Ghaith was sentenced to life in prison for conspiracy to kill Americans, providing material support to terrorists, and conspiring to do so. Cohen, who had sought a sentence of 15 years for Ghaith, said his client had played no role in specific acts of terrorism and was facing "the harshest of penalties for talk—and only talk."

Cohen also represented a Hamas cofounder, Mousa Abu Marzook, who served as the deputy chairman of Hamas's Political Bureau and, according to the New York Times, was considered a top contender to replace Haniyeh. Cohen rushed to Marzook's defense in 1995 as Marzook was facing extradition to Israel on suspicion of terror, but the terrorist was ultimately released. More recently, in a February interview, Marzook defended the Oct. 7 massacre and blasted Israel's response as "barbaric."

Cohen did not respond to a request for comment. Columbia declined to comment.

Cohen in an interview with the Village Sun called Columbia fascist and said he was once suspended from the school himself for antiwar protesting. After Haniyeh's assassination, meanwhile, Columbia University's Students for Justice in Palestine chapter shared a graphic condemning Israel for the Hamas leader's death, saying the Jewish state "wants all-out regional war."
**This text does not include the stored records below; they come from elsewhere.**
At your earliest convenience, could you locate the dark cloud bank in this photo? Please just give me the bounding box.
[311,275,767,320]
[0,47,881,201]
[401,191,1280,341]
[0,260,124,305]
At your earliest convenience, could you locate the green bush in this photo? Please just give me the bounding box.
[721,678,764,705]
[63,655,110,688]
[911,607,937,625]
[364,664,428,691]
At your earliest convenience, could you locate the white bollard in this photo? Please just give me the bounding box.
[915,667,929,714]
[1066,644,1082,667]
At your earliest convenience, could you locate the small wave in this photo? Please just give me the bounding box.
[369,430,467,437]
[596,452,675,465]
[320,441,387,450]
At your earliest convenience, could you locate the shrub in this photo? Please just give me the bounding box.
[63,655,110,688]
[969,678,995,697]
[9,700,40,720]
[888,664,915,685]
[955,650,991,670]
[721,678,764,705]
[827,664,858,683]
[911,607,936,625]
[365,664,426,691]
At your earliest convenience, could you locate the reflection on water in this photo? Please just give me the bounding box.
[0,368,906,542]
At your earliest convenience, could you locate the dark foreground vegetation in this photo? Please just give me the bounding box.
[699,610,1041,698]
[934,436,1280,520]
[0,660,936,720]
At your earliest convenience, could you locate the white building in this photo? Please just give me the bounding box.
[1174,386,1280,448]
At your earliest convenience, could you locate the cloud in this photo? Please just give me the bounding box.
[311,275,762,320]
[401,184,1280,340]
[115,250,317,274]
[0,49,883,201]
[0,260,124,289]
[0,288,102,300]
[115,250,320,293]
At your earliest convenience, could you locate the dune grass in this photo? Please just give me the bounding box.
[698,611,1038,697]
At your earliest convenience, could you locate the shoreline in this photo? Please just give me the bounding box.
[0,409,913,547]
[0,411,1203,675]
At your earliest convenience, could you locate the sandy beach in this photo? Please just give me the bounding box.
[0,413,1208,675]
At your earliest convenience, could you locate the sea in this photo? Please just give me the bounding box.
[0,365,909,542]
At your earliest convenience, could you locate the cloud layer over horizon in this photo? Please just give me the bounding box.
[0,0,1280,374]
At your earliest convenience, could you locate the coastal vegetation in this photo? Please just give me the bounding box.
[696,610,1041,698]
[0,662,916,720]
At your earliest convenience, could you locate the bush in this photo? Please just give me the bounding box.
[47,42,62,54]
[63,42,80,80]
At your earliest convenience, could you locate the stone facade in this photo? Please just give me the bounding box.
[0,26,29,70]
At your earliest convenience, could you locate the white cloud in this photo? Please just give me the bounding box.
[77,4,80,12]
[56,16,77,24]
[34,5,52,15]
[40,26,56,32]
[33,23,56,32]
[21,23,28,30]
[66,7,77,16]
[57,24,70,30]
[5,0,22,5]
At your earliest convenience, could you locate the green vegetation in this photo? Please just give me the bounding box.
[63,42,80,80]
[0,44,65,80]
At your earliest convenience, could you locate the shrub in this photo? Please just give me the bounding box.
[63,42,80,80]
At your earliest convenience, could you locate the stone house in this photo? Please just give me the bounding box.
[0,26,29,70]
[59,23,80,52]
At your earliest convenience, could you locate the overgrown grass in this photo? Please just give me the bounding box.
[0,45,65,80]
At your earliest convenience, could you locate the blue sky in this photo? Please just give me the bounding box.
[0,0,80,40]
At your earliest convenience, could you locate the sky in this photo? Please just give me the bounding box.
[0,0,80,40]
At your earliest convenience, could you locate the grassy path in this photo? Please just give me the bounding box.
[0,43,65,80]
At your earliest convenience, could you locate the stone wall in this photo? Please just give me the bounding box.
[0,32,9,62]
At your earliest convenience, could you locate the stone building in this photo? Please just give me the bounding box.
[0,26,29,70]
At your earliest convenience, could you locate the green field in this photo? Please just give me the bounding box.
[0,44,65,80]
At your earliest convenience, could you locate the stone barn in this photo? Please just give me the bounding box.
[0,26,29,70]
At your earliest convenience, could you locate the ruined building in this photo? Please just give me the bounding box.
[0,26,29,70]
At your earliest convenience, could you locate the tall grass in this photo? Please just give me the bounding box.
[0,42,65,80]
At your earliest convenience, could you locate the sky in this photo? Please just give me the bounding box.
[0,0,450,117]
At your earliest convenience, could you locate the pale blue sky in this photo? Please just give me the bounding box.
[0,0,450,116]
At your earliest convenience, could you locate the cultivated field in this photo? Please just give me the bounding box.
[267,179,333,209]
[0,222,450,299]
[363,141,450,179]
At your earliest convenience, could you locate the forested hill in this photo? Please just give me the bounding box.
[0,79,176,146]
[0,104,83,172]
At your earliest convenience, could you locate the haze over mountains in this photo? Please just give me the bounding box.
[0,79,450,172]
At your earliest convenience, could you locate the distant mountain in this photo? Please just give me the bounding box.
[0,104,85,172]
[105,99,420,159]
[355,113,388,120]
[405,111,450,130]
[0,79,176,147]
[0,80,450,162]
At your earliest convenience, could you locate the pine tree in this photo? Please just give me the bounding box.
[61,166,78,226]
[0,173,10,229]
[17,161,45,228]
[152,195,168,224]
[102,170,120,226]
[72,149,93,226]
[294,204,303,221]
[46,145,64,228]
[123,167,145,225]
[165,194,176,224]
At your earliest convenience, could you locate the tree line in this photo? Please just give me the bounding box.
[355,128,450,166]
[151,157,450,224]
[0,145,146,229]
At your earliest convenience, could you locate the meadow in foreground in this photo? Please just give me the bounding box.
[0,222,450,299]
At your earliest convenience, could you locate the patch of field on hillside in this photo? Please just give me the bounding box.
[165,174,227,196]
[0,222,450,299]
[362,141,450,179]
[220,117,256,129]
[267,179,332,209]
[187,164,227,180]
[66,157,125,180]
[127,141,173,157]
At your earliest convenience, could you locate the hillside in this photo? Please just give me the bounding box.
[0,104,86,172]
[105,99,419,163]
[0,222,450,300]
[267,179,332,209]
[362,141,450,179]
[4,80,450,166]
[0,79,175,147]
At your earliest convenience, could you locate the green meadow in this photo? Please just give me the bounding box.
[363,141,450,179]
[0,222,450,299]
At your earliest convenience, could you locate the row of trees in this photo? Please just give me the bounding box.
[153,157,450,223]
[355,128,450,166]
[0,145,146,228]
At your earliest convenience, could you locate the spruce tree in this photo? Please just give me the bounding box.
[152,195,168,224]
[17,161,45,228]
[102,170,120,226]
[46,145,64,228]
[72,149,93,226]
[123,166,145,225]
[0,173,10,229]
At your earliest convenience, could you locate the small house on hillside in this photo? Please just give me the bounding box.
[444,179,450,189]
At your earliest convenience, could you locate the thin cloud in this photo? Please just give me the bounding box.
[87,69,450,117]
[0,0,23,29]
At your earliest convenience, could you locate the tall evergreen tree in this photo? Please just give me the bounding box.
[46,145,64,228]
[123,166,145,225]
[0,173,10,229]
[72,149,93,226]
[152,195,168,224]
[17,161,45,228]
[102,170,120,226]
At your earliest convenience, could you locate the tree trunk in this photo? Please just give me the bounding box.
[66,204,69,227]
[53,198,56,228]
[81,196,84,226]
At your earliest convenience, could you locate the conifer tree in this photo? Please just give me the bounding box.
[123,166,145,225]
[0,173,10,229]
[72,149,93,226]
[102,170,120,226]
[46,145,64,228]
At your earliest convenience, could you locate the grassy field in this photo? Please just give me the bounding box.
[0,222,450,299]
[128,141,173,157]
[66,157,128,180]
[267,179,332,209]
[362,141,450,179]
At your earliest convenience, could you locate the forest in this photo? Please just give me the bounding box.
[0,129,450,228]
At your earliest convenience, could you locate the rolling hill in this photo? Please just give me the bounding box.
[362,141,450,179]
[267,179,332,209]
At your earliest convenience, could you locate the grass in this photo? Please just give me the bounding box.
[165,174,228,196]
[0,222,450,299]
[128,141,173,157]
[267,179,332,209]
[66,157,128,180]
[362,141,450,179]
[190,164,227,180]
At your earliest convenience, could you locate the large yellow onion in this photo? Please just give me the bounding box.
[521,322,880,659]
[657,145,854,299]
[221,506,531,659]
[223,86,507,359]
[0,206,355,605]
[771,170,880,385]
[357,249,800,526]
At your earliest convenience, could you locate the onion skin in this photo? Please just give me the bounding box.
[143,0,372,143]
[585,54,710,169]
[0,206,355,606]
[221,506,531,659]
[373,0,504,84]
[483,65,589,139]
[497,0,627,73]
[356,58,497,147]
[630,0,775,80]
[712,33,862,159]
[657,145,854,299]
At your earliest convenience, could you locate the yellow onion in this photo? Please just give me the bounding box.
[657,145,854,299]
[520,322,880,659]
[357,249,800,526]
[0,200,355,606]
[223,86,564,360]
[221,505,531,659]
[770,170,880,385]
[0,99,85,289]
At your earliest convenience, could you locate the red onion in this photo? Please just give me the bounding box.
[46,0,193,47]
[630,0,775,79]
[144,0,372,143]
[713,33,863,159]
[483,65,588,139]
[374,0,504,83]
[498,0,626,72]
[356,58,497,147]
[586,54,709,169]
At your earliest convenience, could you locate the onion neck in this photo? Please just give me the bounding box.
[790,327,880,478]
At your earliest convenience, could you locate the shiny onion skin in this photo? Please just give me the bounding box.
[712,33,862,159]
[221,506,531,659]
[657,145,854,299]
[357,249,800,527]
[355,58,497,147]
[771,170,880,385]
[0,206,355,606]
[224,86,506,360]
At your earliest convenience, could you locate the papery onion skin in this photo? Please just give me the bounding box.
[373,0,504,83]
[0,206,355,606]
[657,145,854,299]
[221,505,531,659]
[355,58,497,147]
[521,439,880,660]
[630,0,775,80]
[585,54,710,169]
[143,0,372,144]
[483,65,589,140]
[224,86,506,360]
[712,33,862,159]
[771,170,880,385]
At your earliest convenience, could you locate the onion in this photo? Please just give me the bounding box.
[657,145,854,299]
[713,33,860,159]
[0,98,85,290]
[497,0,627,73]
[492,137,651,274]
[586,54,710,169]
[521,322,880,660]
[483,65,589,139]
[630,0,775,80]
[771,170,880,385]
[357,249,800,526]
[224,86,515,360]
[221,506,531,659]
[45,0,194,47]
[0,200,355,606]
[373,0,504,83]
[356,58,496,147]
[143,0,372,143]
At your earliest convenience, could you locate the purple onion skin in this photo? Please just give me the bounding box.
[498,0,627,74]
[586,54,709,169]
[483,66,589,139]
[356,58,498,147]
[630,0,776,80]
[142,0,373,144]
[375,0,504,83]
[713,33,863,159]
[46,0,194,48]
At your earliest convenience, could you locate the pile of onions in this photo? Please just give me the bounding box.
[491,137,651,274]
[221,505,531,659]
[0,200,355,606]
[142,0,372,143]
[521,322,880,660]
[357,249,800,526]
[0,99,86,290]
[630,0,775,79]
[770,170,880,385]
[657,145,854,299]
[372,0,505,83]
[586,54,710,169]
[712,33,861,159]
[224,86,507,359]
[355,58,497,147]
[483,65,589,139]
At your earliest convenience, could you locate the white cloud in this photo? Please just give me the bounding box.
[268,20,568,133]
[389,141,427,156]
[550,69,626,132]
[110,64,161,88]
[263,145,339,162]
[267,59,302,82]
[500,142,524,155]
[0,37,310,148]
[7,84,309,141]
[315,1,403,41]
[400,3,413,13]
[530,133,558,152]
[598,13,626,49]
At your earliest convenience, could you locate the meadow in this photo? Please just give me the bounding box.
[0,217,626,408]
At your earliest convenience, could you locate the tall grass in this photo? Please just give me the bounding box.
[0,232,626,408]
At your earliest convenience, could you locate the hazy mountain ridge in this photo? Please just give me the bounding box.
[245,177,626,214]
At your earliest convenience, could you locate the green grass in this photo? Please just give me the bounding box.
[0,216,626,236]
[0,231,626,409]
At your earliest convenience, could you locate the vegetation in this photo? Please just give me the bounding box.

Cohen sent a flurry of X posts mourning Haniyeh. He relayed a message, which he received from "one of the original founders and leaders of Hamas," that said, "It's a great loss but it's our duty to defend our people."

Haniyeh played a major role in developing Hamas's fighting ability and, according to Israel, was one of the leaders who pulled "the strings of the Hamas terror organization," Reuters reported. He called Hamas's Oct. 7 attack on Israel "an earthquake that struck the heart of the Zionist entity" and pledged to "continue the resistance against this enemy until we liberate our land, all our land."

Haniyeh was killed in a Tehran house by a remotely detonated explosive, the Times reported. Iranian officials blamed Israel for the hit.

While thanking X followers who offered condolences, Cohen said Haniyeh was targeted because he was a "great man" with a "great soul." A photo of Hamas cofounder Ahmed Yassin, Cohen, and Haniyeh serves as the lawyer's profile picture on X.

Cohen said he first met Haniyeh 25 years ago, when the Hamas member was an assistant to Yassin. He added that he was close to another Hamas cofounder, Abu Shanab, during the same period.

"All these years later, all 3 have been assassinated," Cohen wrote. "The resistance goes on till freedom."

Cohen has asserted that "Palestinians have a legal right to armed struggle," Al Jazeera reported, and has called Israeli "settlers" and soldiers "legitimate targets under international law," the New York Post reported. He has also defended Hamas's Oct. 7 attack, claimed he was in contact with a "leader of the resistance," and said Israel's counterattack killed his friend, a retired general who served with former Palestinian National Authority president Yasser Arafat.